There are the occasionally off-key comments, as when she told ABC News in April that “it’s our turn now” for the presidency, or later, when she told ABC News, in response to queries about her husband’s refusal to release more tax returns, that “we’ve given all you people need to know” about their finances.
“She’s heading in the direction of being a liability to the campaign,” says one longtime acquaintance of the family, who asked that his name be withheld.
“She is as loyal as can be, and as nurturing as can be to her family, and values them more than life itself; it’s an endearing quality,” he adds. “But her weakness is the flip side of that: We’re at one level, then there’s the next level…. It comes across as demeaning to others.”
Scott, the Romney biographer, recounts a time when a Romney daughter-in-law had just moved to Boston with her new husband and was looking for work at the ad agency where Scott’s wife worked.
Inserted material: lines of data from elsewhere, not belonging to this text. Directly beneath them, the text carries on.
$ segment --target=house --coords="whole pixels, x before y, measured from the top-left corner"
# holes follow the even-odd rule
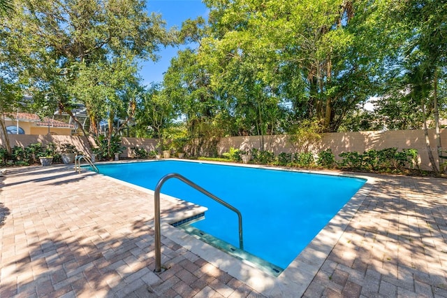
[[[5,117],[8,134],[57,134],[71,136],[75,125],[45,117],[39,118],[31,113],[16,113]]]

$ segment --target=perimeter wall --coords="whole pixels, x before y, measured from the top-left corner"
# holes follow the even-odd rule
[[[91,145],[95,146],[92,138],[75,136],[51,135],[8,135],[11,147],[14,146],[27,146],[30,143],[40,142],[43,145],[48,142],[57,144],[71,143],[84,153],[91,152]],[[429,129],[430,146],[436,156],[436,137],[434,129]],[[247,150],[251,148],[260,148],[261,136],[232,136],[222,138],[217,145],[219,154],[228,151],[230,147]],[[121,154],[121,157],[131,157],[132,147],[138,147],[148,151],[156,150],[158,140],[153,139],[122,137],[123,146],[126,149]],[[287,135],[264,136],[265,150],[272,151],[275,155],[282,152],[294,152],[296,151],[293,144]],[[441,129],[441,143],[444,151],[447,151],[447,129]],[[0,145],[1,141],[0,141]],[[430,169],[428,160],[427,148],[423,129],[397,130],[388,132],[336,132],[324,134],[318,145],[312,146],[310,150],[316,155],[323,150],[330,148],[336,158],[343,152],[358,151],[363,152],[369,149],[383,149],[396,147],[400,150],[404,148],[417,149],[419,155],[419,163],[423,169]],[[436,159],[438,162],[438,160]]]

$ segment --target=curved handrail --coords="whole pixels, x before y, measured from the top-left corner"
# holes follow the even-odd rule
[[[155,187],[155,195],[154,196],[154,212],[155,212],[155,272],[161,271],[161,232],[160,231],[160,190],[161,189],[161,186],[163,184],[168,180],[171,178],[176,178],[182,182],[184,182],[189,186],[199,192],[202,192],[204,194],[206,194],[211,199],[214,199],[218,203],[224,205],[227,207],[230,210],[234,211],[237,214],[237,217],[239,218],[239,246],[240,249],[244,249],[244,239],[242,237],[242,215],[241,214],[239,210],[236,209],[233,206],[230,205],[225,201],[218,198],[215,195],[212,194],[211,192],[207,190],[202,188],[198,186],[197,184],[194,183],[191,180],[187,179],[183,176],[177,173],[171,173],[166,175],[163,177],[159,183],[156,184],[156,187]]]
[[[81,173],[81,159],[84,159],[89,165],[91,166],[91,169],[96,173],[99,173],[99,169],[96,166],[94,165],[90,157],[85,155],[78,155],[75,158],[75,171],[78,170],[78,173]]]

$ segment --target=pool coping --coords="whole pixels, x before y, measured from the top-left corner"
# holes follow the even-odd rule
[[[191,209],[169,213],[168,216],[161,219],[161,235],[175,243],[182,246],[191,253],[197,255],[207,262],[212,264],[229,275],[251,287],[254,290],[268,297],[301,297],[309,287],[314,276],[323,265],[330,253],[346,230],[350,221],[358,212],[360,206],[367,197],[375,183],[375,178],[363,176],[361,174],[330,171],[314,171],[311,169],[295,169],[274,166],[256,165],[250,164],[237,164],[231,162],[210,162],[203,160],[191,160],[170,158],[168,160],[182,161],[186,162],[198,162],[221,164],[227,166],[245,166],[258,169],[268,169],[279,171],[294,171],[300,173],[314,173],[318,175],[330,175],[342,177],[351,177],[365,179],[363,186],[353,197],[340,209],[320,232],[312,239],[306,248],[295,258],[295,260],[279,274],[274,277],[263,271],[257,269],[246,261],[233,257],[210,244],[207,244],[195,236],[190,235],[181,229],[170,225],[182,219],[194,216],[205,212],[207,208],[195,205],[165,194],[161,194],[161,199],[171,201],[182,201],[189,205]],[[119,161],[119,163],[127,162],[152,162],[157,160]],[[101,163],[106,164],[108,162]],[[117,162],[110,162],[117,164]],[[154,196],[153,190],[138,186],[125,181],[100,175],[111,179],[117,183],[137,189]],[[162,260],[163,264],[163,260]]]

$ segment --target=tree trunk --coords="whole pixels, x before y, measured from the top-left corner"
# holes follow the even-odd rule
[[[3,113],[0,114],[0,136],[1,137],[2,143],[8,152],[8,154],[10,155],[12,153],[11,146],[9,143],[9,138],[8,137],[8,132],[6,131],[6,125],[5,125],[5,116]]]
[[[330,55],[329,59],[328,59],[328,66],[326,69],[326,77],[327,77],[327,85],[329,85],[330,84],[330,81],[332,80],[332,62],[330,60]],[[323,92],[322,92],[323,94]],[[324,131],[325,132],[329,132],[330,130],[330,115],[332,111],[332,97],[331,95],[328,95],[326,99],[326,110],[325,111],[325,119],[324,119]]]
[[[439,171],[444,173],[444,169],[441,159],[442,156],[442,146],[441,146],[441,133],[439,132],[439,110],[438,108],[438,69],[434,71],[434,78],[433,80],[433,117],[434,118],[434,127],[436,132],[436,146],[438,153],[438,162],[439,165]]]
[[[439,175],[439,171],[434,162],[434,157],[433,157],[433,152],[432,152],[432,148],[430,147],[430,140],[428,137],[428,129],[427,128],[427,117],[425,117],[425,105],[424,104],[423,99],[420,100],[420,107],[422,108],[422,114],[424,120],[424,135],[425,136],[425,144],[427,145],[427,153],[428,154],[428,159],[432,164],[432,169],[435,175]]]

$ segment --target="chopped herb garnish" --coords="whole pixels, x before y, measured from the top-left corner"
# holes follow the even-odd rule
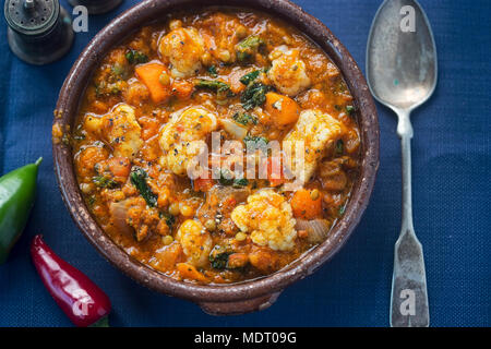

Scott's wife was ready to offer her a job, when she got a call from the head of the agency, who had just heard from Mrs. Romney.
“Even though the kids were making this happen on their own, Ann wanted to make sure the deal got closed,” says Scott. Later, Mr. and Mrs. Romney also let it be known they thought their daughter-in-law’s salary was too low.
“There’s this almost guileless sense of entitlement and being willing to speak their minds that’s both annoying and refreshing at the same time,” says Scott.
As first lady of Massachusetts, Romney kept a low profile, giving few public appearances. Near the end of his tenure, Mitt Romney gave his wife a position as an unpaid liaison for federal faith-based initiatives.
But her rising role in the 2012 campaign seems to indicate a willingness to be somewhat more prominent, should her husband win.
In interviews, Romney has expressed admiration for first ladies such as Barbara Bush, Nancy Reagan, and Mamie Eisenhower, and said she could envision using her role to be an advocate for children and those who suffer from MS.
“I would think she’d be somewhat of a cross between a Michelle Obama and a Laura Bush,” says Scott. “I actually think she will be an activist in some areas,… once the dust settles.”